12 September 2001

Dr Justin Marshall is studying how animals such as reef fish, parrots such as budgerigars, and even poison arrow frogs use colour for communication.

Dr Marshall has been honoured with an $80,000 UQ Foundation Research Excellence Award.

Earlier this year Dr Marshall was also awarded the prestigious L'Oreal Art & Science of Color Prize of 30,000 Euros (approximately A$50,000) at a ceremony at the Musee National des Arts et Metiers in Paris.

An international jury of artists and scientists selected winners whose work demonstrated a creative dialogue between art, science and colour, the Grand Prize was awarded to Dr Marshall for his research on colour vision and colour communication in reef fish.

Dr Marshall, a QEII Postdoctoral Fellow in the Vision, Touch and Hearing Research Centre at UQ, has built underwater devices that replicate the way fish's eyes view colours and is now beginning to see the reef the way a fish would see it.

He is developing techniques to get a fish's eye view of the health of the Great Barrier Reef and its corals.

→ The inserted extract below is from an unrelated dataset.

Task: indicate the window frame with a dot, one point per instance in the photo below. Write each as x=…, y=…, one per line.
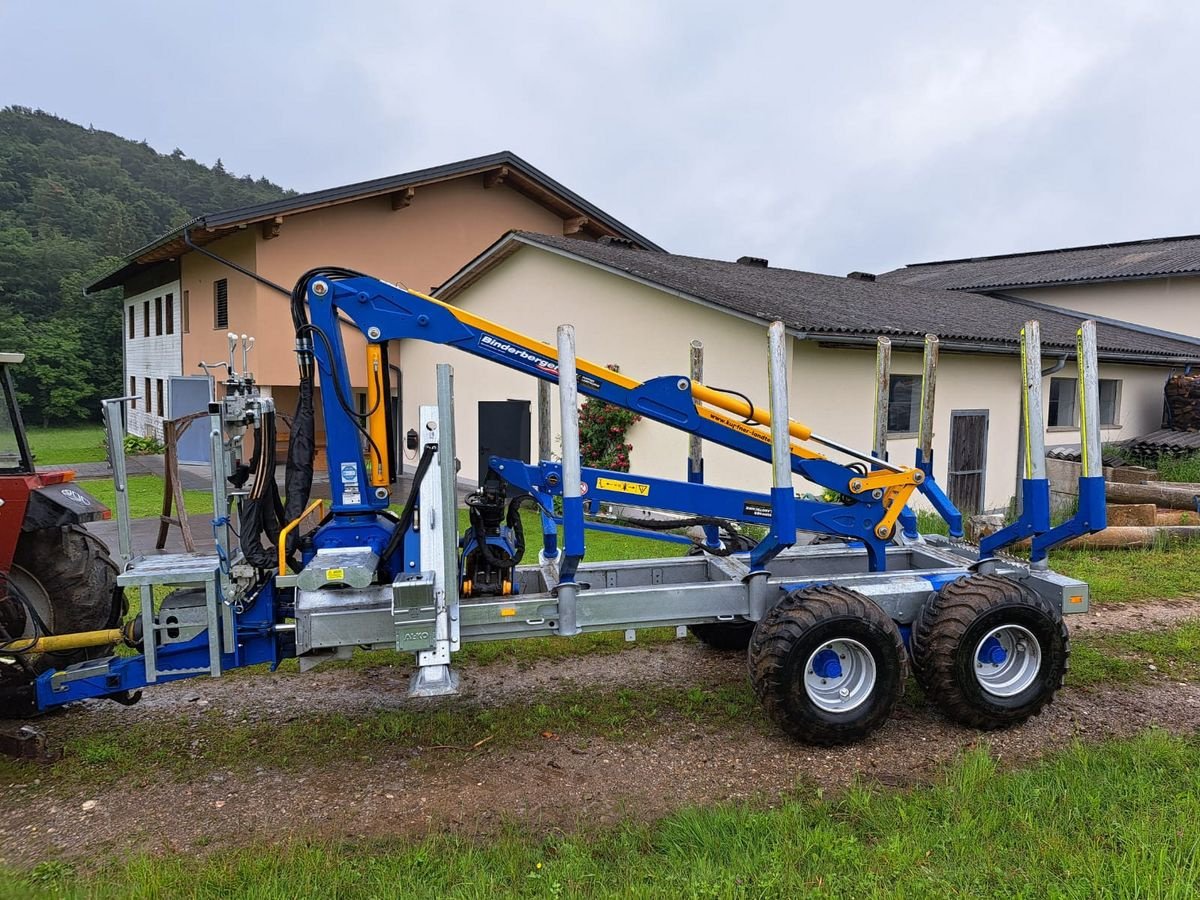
x=221, y=286
x=1074, y=405
x=915, y=406
x=1116, y=402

'Whereas human eyes only have receptors for three colours - red, green and blue - some marine dwellers have up to 12 different colour receptors. Many fish see ultraviolet light and other colours not visible to humans,' said Dr Marshall.

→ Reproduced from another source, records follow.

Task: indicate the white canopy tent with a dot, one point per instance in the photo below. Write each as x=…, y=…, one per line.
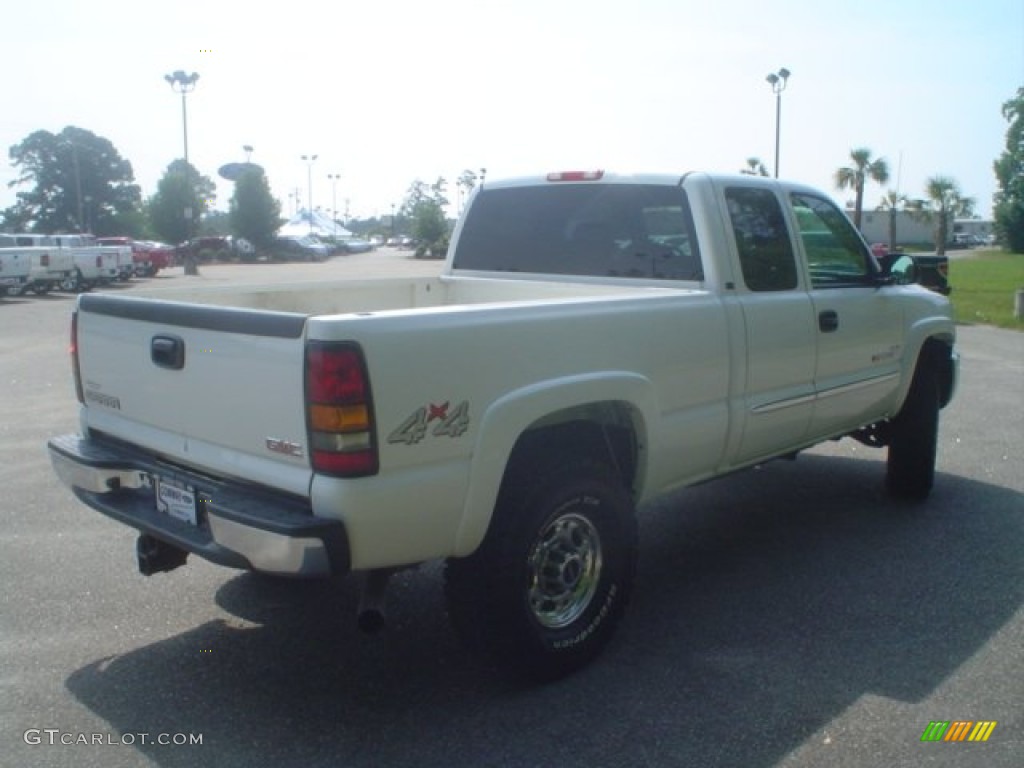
x=322, y=226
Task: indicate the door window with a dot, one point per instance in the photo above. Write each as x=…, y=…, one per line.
x=836, y=253
x=766, y=256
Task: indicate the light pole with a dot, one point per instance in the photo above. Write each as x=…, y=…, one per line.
x=309, y=160
x=777, y=81
x=334, y=200
x=183, y=84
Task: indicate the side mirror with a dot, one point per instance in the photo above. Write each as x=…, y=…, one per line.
x=903, y=271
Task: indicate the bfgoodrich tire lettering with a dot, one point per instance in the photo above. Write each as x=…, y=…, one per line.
x=547, y=589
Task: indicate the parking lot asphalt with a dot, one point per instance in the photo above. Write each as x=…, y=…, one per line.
x=790, y=615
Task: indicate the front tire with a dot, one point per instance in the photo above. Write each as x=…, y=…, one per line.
x=73, y=283
x=547, y=588
x=910, y=463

Dr Marshall's ongoing research has been rewarded with the grant of an Australian Research Council (ARC) Senior Research Fellowship for the next five years and an ARC Large Grant worth $185,000 over three years.

Dr Marshall's investigations show how fish and coral communicate and signal with colours outside the range visible to humans.

'By analysing these colours, we can get an idea of what coral and fish are ?saying' and how well marine life is withstanding the extreme pressures being placed on them by the warming of oceans,' said Dr Marshall.

Dr Marshall's research interests include colour vision in the marine environment; communications between cleaner fish and their hosts - the role of colour; and colour communication in parrots and birds of paradise.

A science graduate with honours in zoology from the University of St Andrews (Scotland), Dr Marshall in 1991 completed a Doctoral of Philosophy in Neurobiology at the University of Sussex, researching vision in mantis shrimps.

His interests include sports, diving, photography, hill walking, climbing and pot-holing, paragliding, windsurfing and sailing.

Media: For more details about the research of the nine winners contact Peter McCutcheon (07 3365 1088 or 0413 380012) or Jan King (07 3365 1120 or 0413 601 248)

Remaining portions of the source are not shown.